Traffico reperti archelogici, Dda presenta ricorso
Contro l'ordinanza del Gip distrettuale Abigail Mellace, che aveva rigettato le richieste della Procura distrettuale in relazione alle misure cautelari avanzate nei confronti di una presunta associazione per delinquere dedita al traffico di reperti archeologici, la Dda di Catanzaro ha presentato appello dinanzi al Tribunale del Riesame.
Si tratta, in particolare, dell’inchiesta denominata “Purgatorio 3”, eseguita nel luglio scorso dai carabinieri del Nucleo Tutela del patrimonio culturale di Cosenza e del Ros di Catanzaro e che portò all’arresto di sette persone (tre ai domiciliari e tre sottoposte al divieto di dimora nel comune di Vibo) accusati di traffico illecito di reperti trafugati dalle più importanti aree archeologiche della Calabria.
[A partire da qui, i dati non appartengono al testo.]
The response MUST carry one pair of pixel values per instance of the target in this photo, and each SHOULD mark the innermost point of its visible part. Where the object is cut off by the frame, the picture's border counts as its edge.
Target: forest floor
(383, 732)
Al vertice dell’organizzazione, secondo gli inquirenti, vi sarebbe stato il presunto boss di Limbadi, Pantaleone Mancuso, 68 anni, detto "Vetrinetta".
Oltre che per il reato di associazione per delinquere semplice, la Dda aveva chiesto misure cautelari per l'ipotesi di reato di concorso esterno in associazione mafiosa e l'aggravante delle modalità mafiose nella commissione di altri reati legati.
L'appello, proposto dalla Dda, riguarda cinque dei soggetti coinvolti: Giuseppe Tavella, 54 anni, di Vibo Valentia; i Francesco Staropoli, 56 anni, di Nicotera, commerciante di auto a Vibo Valentia, e Gaetano Scalamogna, 55 anni, avvocato di Vibo, entrambi ritenuti i presunti finanziatori dell'associazione; Pietro Proto, 53 anni, di Vibo Valentia e residente a Ricadi; Giuseppe Braghò, 68enne archeologo vibonese.